The various efforts made by NASA in shaping COSPAR's policy include the proposal in the early 1980s, when then PQO/PPO Donald DeVincenzi and his colleagues looked for a way to modify the NASA planetary protection regulations and later the COSPAR Planetary Protection Policy, to remove the numerically rigid, pseudo-quantitative policy of the time and instead tailor the various planetary protection requirements to specific mission/target-body combinations, with the potential to address specific concerns about various target bodies in a flexible manner and continue to avoid situations in which spacecraft contaminants might invalidate current or future scientific exploration of a body. The proposal made by DeVincenzi et al. (1983) included the new overall policy for COSPAR, as well as the international adoption of the term “Planetary Protection.” The proposal was accepted by COSPAR in 1984. The new policy also addressed issues regarding backward contamination control for robotic missions. It would take until 2008 before the COSPAR policy would address both forward and backward contamination for human missions.

Other initiatives by NASA included the 1999 establishment by the COSPAR Bureau and Council of a new Panel on Planetary Protection, with PPO J.D. Rummel as Chair, and the Panel's subsequent establishment of a complete COSPAR Planetary Protection Policy at the World Space Congress in Houston, Texas, in 2002. (COSPAR had not had a unified Planetary Protection Policy document since 1964.) Regular updates have yielded the current policy document (Kminek et al., 2017).

One of the innovations that was novel in the 2002 policy was an initial definition for places on Mars “within which Earth-sourced organisms are likely to propagate” or are “interpreted to have high potential for extant martian life forms.” These “Special Regions” on Mars were not parameterized at the time, but subsequent work in the policy arena and on Mars has furthered and will continue to further their description and characterize their potential existence. For the most recent such study, see the work of Rummel et al. (2014).

Another aspect of international policy that needs to be established, as such, is planning for a protocol that can establish the safety of a sample returned to Earth from a potential life-site in the Solar System, such as Mars, Europa, or Enceladus. Such a protocol will have to be completed in containment on Earth, and there is a long-lead-time requirement for the establishment of the appropriate containment facility, including every aspect from planning to construction and practice. That planning can only be accomplished after establishing a strategy for returned sample analyses that will define the nature of any receiving laboratory required—an engaging task for future work (see, e.g., Rummel and Kminek, 2018).

Finally, the rapid increase of commercial interest in missions and activities in cis-lunar space and beyond will eventually be the subject of a dialogue that is sure to have an influence on not only the policy specifics but also the very foundation of planetary protection policies themselves.

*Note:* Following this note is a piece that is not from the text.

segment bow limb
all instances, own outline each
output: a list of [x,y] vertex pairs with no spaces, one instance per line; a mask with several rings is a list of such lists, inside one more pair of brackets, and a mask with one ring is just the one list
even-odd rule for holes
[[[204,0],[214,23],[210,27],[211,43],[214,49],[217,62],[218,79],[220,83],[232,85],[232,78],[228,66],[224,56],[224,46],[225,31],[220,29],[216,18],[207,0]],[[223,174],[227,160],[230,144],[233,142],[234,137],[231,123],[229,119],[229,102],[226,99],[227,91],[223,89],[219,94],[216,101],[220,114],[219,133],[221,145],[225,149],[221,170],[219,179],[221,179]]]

Future limitations on biological contamination cannot be based on not only the needs of science, but also on the needs of explorers, tourists, and even settlers as we go forward into the Solar System. For example, on Mars even the most basic attempts at local or later planetary-scale engineering can result in changes to the environment that could greatly affect the ability of Earth organisms to thrive there, as well as the prospects for interaction with any martian organisms that might be present. From an exobiology perspective, the past is full of lessons, and future policies will continue to depend on knowledge gained from today's spacecraft. Forward and backward contamination control measures “must hold until we have acquired the factual information from which we can assess with assurance the detrimental effects of free traffic and determine whether these are small enough to warrant the relaxation of these controls” (Lederberg, 1960).